Last September I joined Scribophile, an online writing community that specializes in peer review and critique. So here it is, almost a year later, and I thought I’d do a little update to the Scribophile review I posted then.
At the moment, I’ve got the first twelve scenes of my current project up on Scrib, with a total of 63 critiques over the lot of them. This is not counting the crits I received on a scene I ended up trashing altogether (and a big thank you to everyone who helped me make that leap!).
Since I joined Scrib…
I’ve made a few great friends and done some off-site critting and outline-rehashing, and general writer shop talk through email. I’ve read (and hopefully helped via critique) some fabulous novels that I will absolutely be adding to my library once they are inevitably published. And I’ve found one poet whose work I will follow for the rest of his career (that’s you, James Hutchings).
Has my writing changed?
Hell yes, it has. More importantly, I feel like my understanding of storytelling as a medium has been vastly broadened. Two critiques in particular were responsible for some major ‘Aha!’ moments that radically changed the way I looked at my current project, and the way I’ll look at all the ones that follow.
Thoughts on Critique
Ask anyone–having your work critiqued is not for the faint of heart. If you’re not ready to swallow your pride and allow others to go through your work with a fine-toothed comb, you may want to hold off on posting any work. The occasional offensive/unhelpful/unintelligible critique will probably come along–critiquing in a helpful way is a learned skill, and not every person who critiques your work is going to have those skills. Among all the critiques I’ve received on Scrib, however, only a handful didn’t help me improve my work in some degree. That’s a pretty good ratio.

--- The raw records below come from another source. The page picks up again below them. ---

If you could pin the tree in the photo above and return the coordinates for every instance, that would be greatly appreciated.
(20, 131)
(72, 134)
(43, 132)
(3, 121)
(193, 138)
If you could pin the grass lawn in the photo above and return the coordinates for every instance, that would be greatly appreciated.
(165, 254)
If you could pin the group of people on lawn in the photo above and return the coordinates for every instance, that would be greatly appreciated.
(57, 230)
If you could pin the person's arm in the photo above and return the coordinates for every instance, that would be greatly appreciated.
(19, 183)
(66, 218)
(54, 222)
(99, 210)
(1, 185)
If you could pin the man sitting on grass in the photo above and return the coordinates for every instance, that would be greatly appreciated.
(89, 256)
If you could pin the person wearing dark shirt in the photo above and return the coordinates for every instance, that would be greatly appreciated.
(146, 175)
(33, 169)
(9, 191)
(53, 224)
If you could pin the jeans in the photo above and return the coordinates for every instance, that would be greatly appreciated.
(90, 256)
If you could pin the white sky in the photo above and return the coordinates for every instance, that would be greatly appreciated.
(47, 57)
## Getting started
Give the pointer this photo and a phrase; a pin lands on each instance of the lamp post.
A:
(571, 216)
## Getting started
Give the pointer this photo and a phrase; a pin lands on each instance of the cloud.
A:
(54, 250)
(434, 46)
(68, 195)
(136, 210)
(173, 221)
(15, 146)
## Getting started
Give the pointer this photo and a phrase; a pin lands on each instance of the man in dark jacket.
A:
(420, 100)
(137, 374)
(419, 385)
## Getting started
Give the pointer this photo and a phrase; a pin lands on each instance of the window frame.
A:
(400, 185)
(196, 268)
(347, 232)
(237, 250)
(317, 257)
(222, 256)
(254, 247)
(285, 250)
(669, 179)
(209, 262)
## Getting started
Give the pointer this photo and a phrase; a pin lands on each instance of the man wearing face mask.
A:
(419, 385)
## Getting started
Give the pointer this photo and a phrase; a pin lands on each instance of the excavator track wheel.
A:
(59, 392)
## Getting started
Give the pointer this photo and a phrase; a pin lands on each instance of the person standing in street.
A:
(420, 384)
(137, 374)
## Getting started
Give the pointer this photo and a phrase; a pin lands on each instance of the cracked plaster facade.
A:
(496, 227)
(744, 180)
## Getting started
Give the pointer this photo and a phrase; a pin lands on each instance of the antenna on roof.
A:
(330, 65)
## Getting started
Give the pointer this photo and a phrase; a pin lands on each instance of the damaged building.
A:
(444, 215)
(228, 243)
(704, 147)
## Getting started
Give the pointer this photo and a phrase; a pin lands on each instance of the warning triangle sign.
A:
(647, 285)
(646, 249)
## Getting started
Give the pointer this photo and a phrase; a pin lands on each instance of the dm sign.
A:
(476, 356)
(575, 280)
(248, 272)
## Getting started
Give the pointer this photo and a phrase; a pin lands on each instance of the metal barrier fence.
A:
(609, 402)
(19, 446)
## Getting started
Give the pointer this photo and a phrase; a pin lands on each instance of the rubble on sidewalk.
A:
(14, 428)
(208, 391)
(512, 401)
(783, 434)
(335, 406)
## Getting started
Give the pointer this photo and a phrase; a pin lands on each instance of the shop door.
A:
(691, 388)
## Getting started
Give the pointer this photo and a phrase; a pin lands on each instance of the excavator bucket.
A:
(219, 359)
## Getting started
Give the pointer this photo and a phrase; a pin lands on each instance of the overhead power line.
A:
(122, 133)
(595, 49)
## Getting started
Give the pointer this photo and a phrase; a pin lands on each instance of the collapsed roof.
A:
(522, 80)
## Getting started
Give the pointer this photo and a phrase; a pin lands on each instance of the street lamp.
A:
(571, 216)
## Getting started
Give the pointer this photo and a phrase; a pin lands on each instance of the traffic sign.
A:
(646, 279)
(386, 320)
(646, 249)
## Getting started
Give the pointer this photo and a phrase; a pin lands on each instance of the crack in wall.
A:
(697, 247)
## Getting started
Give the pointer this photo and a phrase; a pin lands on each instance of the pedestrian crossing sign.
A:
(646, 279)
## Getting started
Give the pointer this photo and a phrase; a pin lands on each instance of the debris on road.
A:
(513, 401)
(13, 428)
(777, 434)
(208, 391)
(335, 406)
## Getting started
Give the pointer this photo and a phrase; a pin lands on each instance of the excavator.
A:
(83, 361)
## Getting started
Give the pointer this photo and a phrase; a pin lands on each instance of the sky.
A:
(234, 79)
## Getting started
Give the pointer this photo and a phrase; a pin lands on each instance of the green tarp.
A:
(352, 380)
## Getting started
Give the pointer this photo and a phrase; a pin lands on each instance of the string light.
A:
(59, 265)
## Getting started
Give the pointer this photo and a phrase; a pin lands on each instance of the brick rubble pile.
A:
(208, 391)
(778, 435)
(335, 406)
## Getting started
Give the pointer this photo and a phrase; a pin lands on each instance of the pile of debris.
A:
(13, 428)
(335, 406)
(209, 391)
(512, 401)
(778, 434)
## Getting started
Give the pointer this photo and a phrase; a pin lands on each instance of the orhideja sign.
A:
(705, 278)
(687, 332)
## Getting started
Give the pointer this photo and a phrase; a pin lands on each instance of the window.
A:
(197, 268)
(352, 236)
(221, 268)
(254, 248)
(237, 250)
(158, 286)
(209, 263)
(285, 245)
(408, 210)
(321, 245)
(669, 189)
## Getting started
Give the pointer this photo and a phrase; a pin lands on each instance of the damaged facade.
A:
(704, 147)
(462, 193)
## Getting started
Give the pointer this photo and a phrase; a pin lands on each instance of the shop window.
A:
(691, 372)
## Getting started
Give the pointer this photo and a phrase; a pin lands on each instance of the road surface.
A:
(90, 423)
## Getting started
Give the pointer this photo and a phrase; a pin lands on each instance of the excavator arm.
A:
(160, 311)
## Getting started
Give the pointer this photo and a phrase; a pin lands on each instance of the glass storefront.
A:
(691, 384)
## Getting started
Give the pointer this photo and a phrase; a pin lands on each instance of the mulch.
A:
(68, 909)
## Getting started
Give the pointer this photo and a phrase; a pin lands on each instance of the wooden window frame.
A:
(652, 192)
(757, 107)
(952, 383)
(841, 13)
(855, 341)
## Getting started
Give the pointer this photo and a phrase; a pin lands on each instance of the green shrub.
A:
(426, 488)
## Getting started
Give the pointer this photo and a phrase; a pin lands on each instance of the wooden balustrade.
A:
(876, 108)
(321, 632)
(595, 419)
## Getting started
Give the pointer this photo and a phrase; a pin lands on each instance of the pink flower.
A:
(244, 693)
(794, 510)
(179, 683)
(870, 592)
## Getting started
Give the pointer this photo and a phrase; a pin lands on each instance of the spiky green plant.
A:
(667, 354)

A lot can be learned not only from having your work critiqued, but by critiquing the work of others. Trying to identify what’s not working in someone else’s writing can help you identify what’s not working in your own. Seeing the evolution of another writer’s work from rough to polished can help you apply the same things in your writing. So even if you’re not quite ready to throw your work out there, Scribophile definitely has something to offer.
So, how about those forums?
I’m just as enthusiastic about the critiquing process on Scrib as I was when I joined. However, I am still lukewarm about the forums. The ‘refreshing lack of ego’ I noted in the critiquing process does not always extend to the forums. While the moderators are diligent in eliminating any actual ‘trolling’, there is ignorance, arrogance, and general impoliteness in all corners of the web, and the Scribophile forums are no exception. I’ve had a number of truly delightful, enlightening discussions (on writing and non-writing topics alike) on the Scrib forums. However, I think the biggest thing I’ve taken away from the forums is that writers like to argue, and simply because someone has a talent with words doesn’t mean they’ll always use their powers for good.
Would I change anything about Scribophile?
The site functions quite well, the user interface is smooth and intuitive. There are a few ‘perk’ features I’d love to see: better forum search capability, an expanded scratchpad, maybe a journaling/writing log functionality? I also wish that the writing circle/group functionality was more utilized, but I’m not sure how they could be better integrated. As a whole, I’m pretty satisfied with the site and the way it’s managed.
As an overall experience…
My time at Scribophile has been very positive, and I’ll be a member for a long time coming.